Aleksander from Gdynia Bilingual High
School No 3, Poland used the properties of the sine function to
find a polynomial approximation.
As we know, polynomials are one of the most flexible functions
and hence, can have very different shapes. They are probably the
most flexible functions you can find, thus we can state a
hypothesis that every function can be approximated by a polynomial
of an appropriately high degree. Let's now consider sine, the
functions that is very difficult to calculate and thus we usually
need its approximation. In the beginning let's find coefficients in
the following expression: $$\sin x \approx a + bx +cx^2 +dx^3.$$
Let's make a few observations:
(1) Sine is an odd function
(2) $\sin [0]=0$
(3) For sufficiently small $x$, $\sin x \approx x$.

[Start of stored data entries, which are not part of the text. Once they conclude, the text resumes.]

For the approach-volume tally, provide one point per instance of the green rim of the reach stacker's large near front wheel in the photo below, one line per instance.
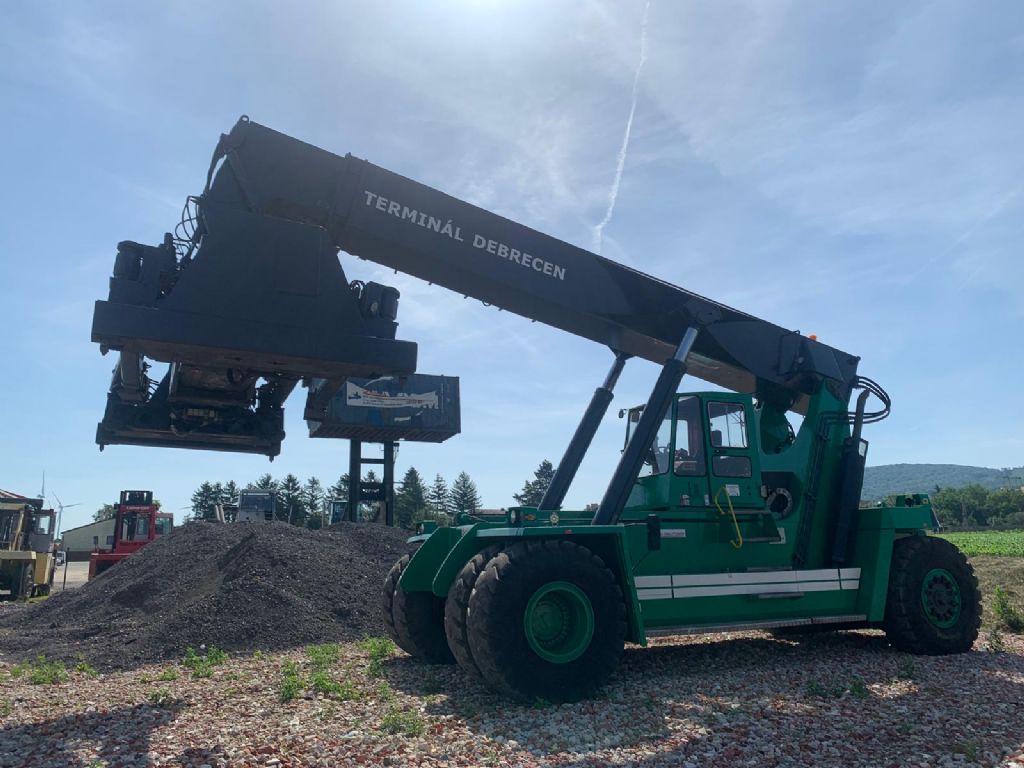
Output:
(560, 622)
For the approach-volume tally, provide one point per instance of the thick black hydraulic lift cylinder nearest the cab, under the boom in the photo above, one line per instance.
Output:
(632, 460)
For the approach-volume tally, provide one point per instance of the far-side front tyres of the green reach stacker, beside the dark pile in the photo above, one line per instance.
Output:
(415, 620)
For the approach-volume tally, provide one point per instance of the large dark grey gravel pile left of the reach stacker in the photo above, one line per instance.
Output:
(238, 587)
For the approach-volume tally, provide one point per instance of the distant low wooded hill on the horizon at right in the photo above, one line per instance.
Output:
(922, 479)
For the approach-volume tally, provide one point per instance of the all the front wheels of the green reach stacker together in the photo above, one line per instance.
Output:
(538, 620)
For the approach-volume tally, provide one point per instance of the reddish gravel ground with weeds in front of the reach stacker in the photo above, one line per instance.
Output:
(744, 700)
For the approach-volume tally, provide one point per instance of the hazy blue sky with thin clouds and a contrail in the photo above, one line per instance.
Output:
(848, 170)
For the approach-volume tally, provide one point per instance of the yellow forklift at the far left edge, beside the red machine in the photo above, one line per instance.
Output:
(28, 556)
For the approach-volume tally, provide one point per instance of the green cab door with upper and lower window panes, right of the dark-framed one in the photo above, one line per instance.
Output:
(735, 468)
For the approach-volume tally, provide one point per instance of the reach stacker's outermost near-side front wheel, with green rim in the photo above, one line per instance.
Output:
(547, 621)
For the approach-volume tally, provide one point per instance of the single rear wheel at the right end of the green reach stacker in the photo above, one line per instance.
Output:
(933, 606)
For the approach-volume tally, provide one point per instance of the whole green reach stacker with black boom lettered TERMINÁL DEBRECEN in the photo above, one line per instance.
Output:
(719, 517)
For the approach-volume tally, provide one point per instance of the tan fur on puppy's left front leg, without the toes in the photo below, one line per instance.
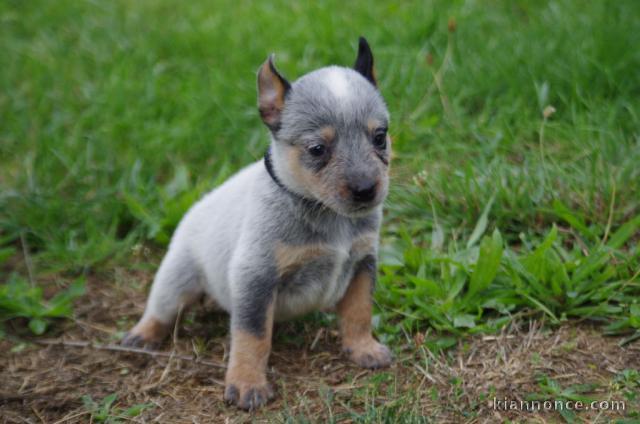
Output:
(249, 355)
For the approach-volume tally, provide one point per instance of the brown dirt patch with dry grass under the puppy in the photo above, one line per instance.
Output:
(183, 383)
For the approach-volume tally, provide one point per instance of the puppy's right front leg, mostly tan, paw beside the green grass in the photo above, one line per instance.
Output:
(354, 311)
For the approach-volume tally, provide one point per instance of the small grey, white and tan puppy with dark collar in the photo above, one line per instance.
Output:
(292, 233)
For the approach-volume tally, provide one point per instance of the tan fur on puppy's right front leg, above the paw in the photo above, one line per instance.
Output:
(354, 310)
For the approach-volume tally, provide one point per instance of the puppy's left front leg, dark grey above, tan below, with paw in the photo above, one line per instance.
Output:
(251, 328)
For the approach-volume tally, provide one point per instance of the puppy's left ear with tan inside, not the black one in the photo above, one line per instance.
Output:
(272, 90)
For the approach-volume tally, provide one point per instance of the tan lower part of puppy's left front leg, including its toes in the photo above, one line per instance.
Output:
(246, 379)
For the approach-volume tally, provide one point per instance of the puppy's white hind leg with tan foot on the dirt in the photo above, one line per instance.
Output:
(176, 285)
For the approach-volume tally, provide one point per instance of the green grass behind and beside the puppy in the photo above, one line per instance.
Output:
(515, 131)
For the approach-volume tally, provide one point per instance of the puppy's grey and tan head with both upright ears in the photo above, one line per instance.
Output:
(329, 133)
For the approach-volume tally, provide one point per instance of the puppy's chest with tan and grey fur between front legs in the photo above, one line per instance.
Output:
(316, 276)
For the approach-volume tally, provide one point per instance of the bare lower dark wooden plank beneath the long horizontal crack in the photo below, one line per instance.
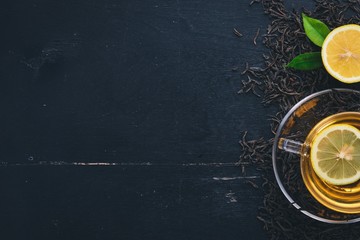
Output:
(127, 203)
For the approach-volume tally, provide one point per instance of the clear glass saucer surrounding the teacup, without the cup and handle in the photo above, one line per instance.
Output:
(296, 125)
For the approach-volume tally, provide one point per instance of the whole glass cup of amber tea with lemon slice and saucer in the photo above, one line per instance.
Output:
(316, 156)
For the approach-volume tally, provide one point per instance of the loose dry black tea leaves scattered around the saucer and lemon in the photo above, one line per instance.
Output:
(283, 87)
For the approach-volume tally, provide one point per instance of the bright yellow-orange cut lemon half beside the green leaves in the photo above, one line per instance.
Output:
(340, 53)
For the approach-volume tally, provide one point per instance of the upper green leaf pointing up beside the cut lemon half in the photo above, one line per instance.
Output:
(315, 30)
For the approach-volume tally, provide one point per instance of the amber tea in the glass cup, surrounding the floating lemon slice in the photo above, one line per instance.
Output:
(344, 198)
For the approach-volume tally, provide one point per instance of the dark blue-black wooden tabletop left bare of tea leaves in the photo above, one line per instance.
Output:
(121, 119)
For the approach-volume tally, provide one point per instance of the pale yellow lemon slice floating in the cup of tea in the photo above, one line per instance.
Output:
(335, 154)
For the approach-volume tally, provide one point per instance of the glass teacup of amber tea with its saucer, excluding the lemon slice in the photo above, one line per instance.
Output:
(293, 171)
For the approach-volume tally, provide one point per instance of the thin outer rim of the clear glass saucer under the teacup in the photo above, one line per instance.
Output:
(275, 148)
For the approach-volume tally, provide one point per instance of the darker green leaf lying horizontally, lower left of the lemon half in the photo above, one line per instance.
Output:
(306, 61)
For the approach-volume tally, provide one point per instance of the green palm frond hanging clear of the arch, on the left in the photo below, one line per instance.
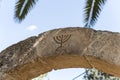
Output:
(22, 8)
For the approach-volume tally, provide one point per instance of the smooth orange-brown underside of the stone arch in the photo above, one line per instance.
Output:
(41, 66)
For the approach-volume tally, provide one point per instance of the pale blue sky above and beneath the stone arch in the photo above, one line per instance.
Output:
(51, 14)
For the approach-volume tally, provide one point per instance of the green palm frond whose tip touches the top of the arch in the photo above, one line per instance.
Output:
(92, 11)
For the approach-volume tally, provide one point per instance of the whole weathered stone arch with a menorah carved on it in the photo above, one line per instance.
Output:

Polynomials are odd only if coefficients of even powers of $x$
are equal to 0.
From the statements above we have:
$\sin (0) = 0 \Rightarrow a=0$
From (3), $b=1$\\ From (1), $c=0$.
After simplification $\sin x \approx x +dx^3$. Taking $x =
{\pi \over 6}$ and $\sin x = 0.5$ a simple calculation gives $d = -
0.1643968$ which is close to $d = -{1\over 6}$ and we have $\sin x
\approx x - {x^3 \over 6}$.
To get approximation of $\sin x$ using polynomials of higher
degrees, we have to remember that coefficients of even powers
should be equal to 0. For that reason the next degree of a
polynomial that can be used here is the 5th.
Andrei from Romania used the Taylor
series and drew graphs to show the polynomial approximations
.
To solve this problem, I use the Taylor series expansion around the
origin. I see that the derivatives of $f(x) = \sin x $ are:
$$\eqalign{ f^{4k}(x) &= \sin x \cr f^{4k+1}(x) &= \cos x
\cr f^{4k+2}(x) &= -\sin x \cr f^{4k+3}(x) &= -\cos x }.$$
The formula for the Taylor expansion is: $$f(x) = f(x_0) + {(x -
x_0)\over 1!}f'(x_0)+ {(x - x_0)^2\over 2!}f''(x_0)+... + {(x -
x_0)^k\over k!}f^{(k)}(x_0)+ ...$$ Evidently, the odd-order
derivatives are 0 for $x_0=0$. So, $\sin x$ could be written around
the origin as: $$\sin x = x - {x^3\over 3!} + {x^5\over 5!} -
{x^7\over 7!} + ...$$ The simplest method to test the accuracy of
the series expansion is to represent on the same graph the function
and its different order expansions.
The function sin(x) is represented in white, the first order
polynomial in red, the third in cyan, the fifth in green and the
seventh in yellow. It can be observed that the accuracy is better
and better. As the order of the polynomial increases, the accuracy
increases.
It is remarkable that, using only up to the seventh order
polynomial, I obtain a very good approximation of the function. Sin
is a periodic function and so it is sufficient to work on the
interval $[-\pi, \pi]$, and, observing that sin is an odd function
the interval $[0, \pi]$ is enough. Around $\pi$, in fact I should
use the expansion of the function around this value. This is
equivalent to moving the y-axis $\pi$ to the right.
I work in a similar manner for $\cos x$ and $\log (1+x).$ For $\cos
x$, the MacLaurin series expansion is: $$\cos x = 1 - {x^2\over 2!}
+ {x^4\over 4!} - {x^6\over 6!} +...$$
The function is in blue, the second order polynomial in violet, the
fourth - in white and the sixth in red. I see that the sixth order
polynomial is a rather good approximation on the whole
interval.
As cos is periodic, the interval $[-\pi, \pi]$ is sufficient, and
more, as cos(x) is even $[0, \pi]$ is enough.
For, $\log (1+x)$, I consider the logarithm to the base e. Here, I
obtain the following MacLaurin series expansion: $$\log (1+x) = x -
{x^2\over 2} + {x^3\over 3} - {x^4\over 4} + {x^5\over 5} ...$$

Here, the colours of the curves are as follows: violet for the
function, white for the first order approximation, red for the
second, cyan for the third, green for the fourth and yellow for the
fifth.
In this case, the approximations are good only on a small interval
around the origin. I think that for approximations of the function
valid on different intervals, I have to use the series expansion
around the chosen point. So, around x=1: $$\log (1 + x) = \log 2 +
{x-1\over 2} - {(x-1)^2\over 2^3} + {(x-1)^3\over 24} -
{(x-1)^4\over 64} + {(x-1)^5\over 160}1 ...$$

The colours are as follows: the function in red, the first order
polynomial in cyan, the second order one in green, the third in
yellow, the fourth in blue, and the fifth in violet.